Inzwischen ist es bereits zur Tradition geworden, dass wir für unsere Schüler Exkursionen zur Leipziger Buchmesse anbieten.

Auch wenn das Erlebnis dieses Events an erster Stelle steht, so dient diese Ausstellung auch dazu, unsere Schüler zum Lesen anzuregen.

In Gruppenarbeit werden im Rahmen dieser Exkursionen zu konkreten Themen interessante Projekte entwickelt, die dann auch öffentlich ausgestellt werden.

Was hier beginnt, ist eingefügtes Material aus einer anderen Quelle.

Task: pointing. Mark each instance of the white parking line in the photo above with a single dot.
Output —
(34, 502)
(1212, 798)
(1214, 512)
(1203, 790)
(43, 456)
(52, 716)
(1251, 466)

Wenn vom 12. bis 15. März 2015 die Buchmesse wieder ihre Türen öffnet, dann werden auch von uns wieder ganze Klassen zu den Gästen gehören, die sich in den verschieden großen Hallen näher umschauen.

 

Meerjungfrauen, Werk-Zeugs und Deutsch als Fremdsprache? Auf der Leipziger Buchmesse gerät man in eine regelrechte Sintflut von Eindrücken, die einen sofort verzaubern, in ihren Bann ziehen, aber auch überfordern können.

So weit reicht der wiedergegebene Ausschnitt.